The Impact of GamblingJanuary 22, 2010 3:28 pm gambling
The voters of the state of Ohio approved casino gambling in the last election (Nov. 2009). The result is that four new casinos are slated for construction in Columbus, Cincinnati, Cleveland and Toledo. Community Research Partners (CRP) recently released research on the social impacts of casinos. The research was undertaken for the Columbus Human Services Advocates. The most direct impacts are those associated with increases in gambling problems, which are double for a person living within 50 miles of a casino.
Here are some of the findings:
1. CRP estimates that when a casino is built in Columbus there may be over 22,000 new problem and pathological gamblers in Franklin County.
2. Using figures from the National Opinion Research Center at the University of Chicago, CRP estimates that the ongoing annual costs to address this increase in problem gambling could be $28 million.
3. One time/lifetime costs for events such as divorce and bankruptcy could be $223 million.
4. Problem gamblers and Pathological (requiring treatment) gamblers are many times more likely to be involved in: poor health, mental health services, emotionally harmful family arguments about gambling, drug use, job loss, bankruptcy, and criminal activity, than non-gamblers. The real costs are impossible to estimate.
5. These social costs will be borne by human services systems, businesses, government, individuals and families.

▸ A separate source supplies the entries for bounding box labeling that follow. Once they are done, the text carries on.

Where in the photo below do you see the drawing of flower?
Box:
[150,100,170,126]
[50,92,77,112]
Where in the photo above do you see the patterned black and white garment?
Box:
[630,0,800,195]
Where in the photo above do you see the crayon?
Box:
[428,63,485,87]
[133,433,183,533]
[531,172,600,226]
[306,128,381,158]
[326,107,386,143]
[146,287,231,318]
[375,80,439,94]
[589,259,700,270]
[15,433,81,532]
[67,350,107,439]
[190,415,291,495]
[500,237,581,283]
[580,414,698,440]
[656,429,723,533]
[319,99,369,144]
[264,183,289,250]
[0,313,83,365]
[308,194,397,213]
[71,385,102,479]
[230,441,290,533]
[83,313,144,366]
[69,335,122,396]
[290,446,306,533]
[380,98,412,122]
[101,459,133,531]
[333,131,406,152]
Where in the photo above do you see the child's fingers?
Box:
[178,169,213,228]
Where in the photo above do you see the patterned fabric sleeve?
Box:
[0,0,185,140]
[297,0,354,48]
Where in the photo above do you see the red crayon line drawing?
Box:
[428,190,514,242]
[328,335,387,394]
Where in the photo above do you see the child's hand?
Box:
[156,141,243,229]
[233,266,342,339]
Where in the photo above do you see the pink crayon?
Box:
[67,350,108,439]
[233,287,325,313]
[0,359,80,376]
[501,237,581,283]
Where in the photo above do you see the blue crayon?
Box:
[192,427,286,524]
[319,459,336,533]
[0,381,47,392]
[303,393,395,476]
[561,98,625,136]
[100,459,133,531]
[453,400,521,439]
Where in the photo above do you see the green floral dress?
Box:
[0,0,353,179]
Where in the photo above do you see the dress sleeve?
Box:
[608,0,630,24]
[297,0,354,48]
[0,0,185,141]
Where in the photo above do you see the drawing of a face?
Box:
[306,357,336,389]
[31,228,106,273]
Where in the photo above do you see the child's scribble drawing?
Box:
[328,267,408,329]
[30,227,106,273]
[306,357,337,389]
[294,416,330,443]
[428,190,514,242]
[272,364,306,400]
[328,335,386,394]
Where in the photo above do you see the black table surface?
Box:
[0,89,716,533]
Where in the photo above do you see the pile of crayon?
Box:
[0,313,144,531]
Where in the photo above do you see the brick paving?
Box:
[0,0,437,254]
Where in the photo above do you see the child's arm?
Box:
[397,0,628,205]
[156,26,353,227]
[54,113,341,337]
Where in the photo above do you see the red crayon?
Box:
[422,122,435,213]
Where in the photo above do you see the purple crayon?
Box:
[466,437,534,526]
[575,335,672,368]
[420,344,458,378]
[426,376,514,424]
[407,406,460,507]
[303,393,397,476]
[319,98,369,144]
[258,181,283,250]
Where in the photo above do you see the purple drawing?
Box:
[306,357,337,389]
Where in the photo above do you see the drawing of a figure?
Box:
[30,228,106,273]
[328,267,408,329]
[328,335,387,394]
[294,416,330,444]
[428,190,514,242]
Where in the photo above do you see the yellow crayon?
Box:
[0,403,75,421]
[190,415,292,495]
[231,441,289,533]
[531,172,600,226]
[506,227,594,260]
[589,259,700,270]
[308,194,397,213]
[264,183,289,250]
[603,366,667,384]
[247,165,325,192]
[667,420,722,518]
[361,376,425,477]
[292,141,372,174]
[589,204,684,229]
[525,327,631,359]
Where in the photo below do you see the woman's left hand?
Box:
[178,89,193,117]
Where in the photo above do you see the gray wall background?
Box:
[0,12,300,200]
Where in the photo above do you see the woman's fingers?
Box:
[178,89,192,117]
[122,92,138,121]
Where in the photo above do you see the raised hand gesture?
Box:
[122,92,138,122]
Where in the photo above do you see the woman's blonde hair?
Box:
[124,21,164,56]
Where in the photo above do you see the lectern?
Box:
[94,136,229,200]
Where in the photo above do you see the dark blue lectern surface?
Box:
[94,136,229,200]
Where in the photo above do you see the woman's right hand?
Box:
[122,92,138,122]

6. The estimates given above are for the casino to be built in Columbus. Remember, there are three other casinos scheduled to be built. This mutiplies the costs!
Did the Ohio voter really count the cost of bringing casino gambling to Ohio? The allurement was jobs. However, the CRP found that most casino jobs are low-pay unless unionized. Jobs are lost due to the number of restaurants, bars, and shops around casinos declining in number. The amount of tax revenue generated by the casino will not be sufficient to account for the overall costs of the casinos. Who profits? The casino owners!
In 2009, the country watched the effect of greed/covetousness on the banking industry and most people’s retirement accounts. We were on the brink of disaster and still have not recovered. When will we learn that the pursuit of sinful practices will always cost more in the long run. Sure, sin produces immediate gratification and pleasure, but it always produces detrimental results. I have said this before, we cannot afford our sins! Casino gambling in Ohio is another example of this fact.